Third, we disable mixup augmentation to prevent cross-modal interference. This prevents feature interference between cross-modal samples and safeguards cross-modal data.

3.1.2. Datasets

Two public datasets were used to verify the algorithm’s performance: DroneVehicle [24], a UAV-view cross-modal vehicle detection dataset, and LLVIP [25], a low-light RGB-infrared pedestrian detection dataset. Both provide high-quality cross-modal image pairs with refined annotations, covering complex illumination and scene conditions, making them suitable for evaluating the robustness of dual-modality target detection algorithms.

DroneVehicle, the first large-scale dataset for UAV-view RGB-infrared cross-modal vehicle detection, was constructed by a team from Tianjin University. There are 28,439 pairs of aligned RGB-infrared photos (56,878 total) with 953,087 annotated orientated bounding boxes for 5 vehicle categories. The datasets included daytime, nighttime, and extremely dark nighttime illumination from urban roads, residential areas, parking lots, and highways. UAV flight altitude extends from 80 to 120 m, with varying viewing angles (0°, 15°, 30°, 45°) and diverse target pixel sizes (10 × 10 to 200 × 200 pixels).

LLVIP is an RGB-infrared paired dataset designed specifically for low-light vision tasks, released by a team from Beijing University of Posts and Telecommunications. The 16,836 pairs of rigorously spatio-temporally matched photos (33,672) focus on low-light conditions including nighttime streets and unlit places. Images were recorded continuously using a stereo camera and carefully registered for consistent field of view and size. Images fusion and low-light pedestrian detection are possible using the datasets’ pedestrian target annotations.

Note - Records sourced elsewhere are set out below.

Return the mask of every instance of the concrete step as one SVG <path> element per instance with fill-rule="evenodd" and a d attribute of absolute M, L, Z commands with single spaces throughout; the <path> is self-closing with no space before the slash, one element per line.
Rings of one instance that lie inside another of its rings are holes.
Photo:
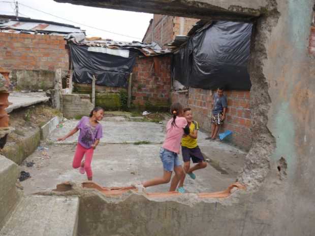
<path fill-rule="evenodd" d="M 19 176 L 18 166 L 0 155 L 0 229 L 20 198 L 15 183 Z"/>
<path fill-rule="evenodd" d="M 77 196 L 25 197 L 0 236 L 76 236 L 78 213 Z"/>

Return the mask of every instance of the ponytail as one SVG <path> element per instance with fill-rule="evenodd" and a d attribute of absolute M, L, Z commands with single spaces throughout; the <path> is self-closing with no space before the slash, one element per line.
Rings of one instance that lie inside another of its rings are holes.
<path fill-rule="evenodd" d="M 182 106 L 181 106 L 181 104 L 179 103 L 174 103 L 172 104 L 172 106 L 171 106 L 171 114 L 173 115 L 173 120 L 171 123 L 172 127 L 177 127 L 175 122 L 176 117 L 180 114 L 180 113 L 182 111 Z"/>
<path fill-rule="evenodd" d="M 92 111 L 91 111 L 91 112 L 90 112 L 90 114 L 88 116 L 89 116 L 90 117 L 91 117 L 92 116 L 93 116 L 93 113 L 94 112 L 97 112 L 100 110 L 103 110 L 103 111 L 104 111 L 104 108 L 101 107 L 95 107 L 94 109 Z"/>

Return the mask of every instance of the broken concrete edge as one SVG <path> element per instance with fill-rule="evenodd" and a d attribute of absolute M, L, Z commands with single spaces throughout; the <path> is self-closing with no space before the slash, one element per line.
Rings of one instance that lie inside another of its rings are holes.
<path fill-rule="evenodd" d="M 29 102 L 28 103 L 20 103 L 18 104 L 12 104 L 10 105 L 9 107 L 6 108 L 6 112 L 8 113 L 12 112 L 14 110 L 18 109 L 19 108 L 29 107 L 30 106 L 37 104 L 41 103 L 46 103 L 49 100 L 49 97 L 43 97 L 38 98 L 36 101 Z"/>
<path fill-rule="evenodd" d="M 154 201 L 175 201 L 191 206 L 200 202 L 219 203 L 223 205 L 231 206 L 238 202 L 241 194 L 248 193 L 246 187 L 240 183 L 231 184 L 227 189 L 212 193 L 180 193 L 178 192 L 156 193 L 138 192 L 132 186 L 103 187 L 93 182 L 81 184 L 66 182 L 57 185 L 53 190 L 38 192 L 35 194 L 72 195 L 82 197 L 97 195 L 107 202 L 119 203 L 132 195 L 140 195 L 149 200 Z"/>
<path fill-rule="evenodd" d="M 16 187 L 19 176 L 19 166 L 12 160 L 0 155 L 0 229 L 16 209 L 23 192 Z"/>
<path fill-rule="evenodd" d="M 55 116 L 41 127 L 41 139 L 45 140 L 56 128 L 57 125 L 62 120 L 62 114 L 60 116 Z"/>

DroneVehicle tests the algorithm’s capacity to detect multi-scale vehicles from UAV images using oriented annotations and complex illumination situations to assess cross-modal features’ robustness to target orientation and low visibility. LLVIP tests pedestrian recognition in low-light conditions using rigorously aligned cross-modal images and reverse annotation methods to evaluate dual-modality fusion effects. They cover common UAV and ground monitoring cross-modal detection scenarios to test the algorithm’s generalization.

3.1.3. Evaluation Metrics

In target detection tasks, scientific and comprehensive evaluation of model performance is crucial. This work adopts a general target detection evaluation system in the field of computer vision, which starts from two key dimensions—localization accuracy and classification performance—and can accurately measure the actual performance of the model. The following details several core evaluation metrics in this system.

Precision (P) and Recall (R) are fundamental and important metrics for measuring the performance of target detection models, reflecting the model’s capabilities from different perspectives.

Precision mainly reflects the model’s ability to resist false detection, i.e., the proportion of true positives among all detected positives. Recall measures the model’s ability to capture real targets, i.e., the proportion of true positives correctly detected by the model among all actual positives. The definitions of precision and recall are as follows:

P = \frac{TP}{TP + FP}

(7)

R = \frac{TP}{TP + FN}

(8)

where TP denotes the number of target instances correctly detected by the model (i.e., instances that the model identifies as positive and are actually positive); FP represents the number of incorrectly detected target instances (i.e., instances that the model misclassifies as positive but are actually negative); FN refers to the number of missed target instances (i.e., instances that are actually positive but not detected by the model).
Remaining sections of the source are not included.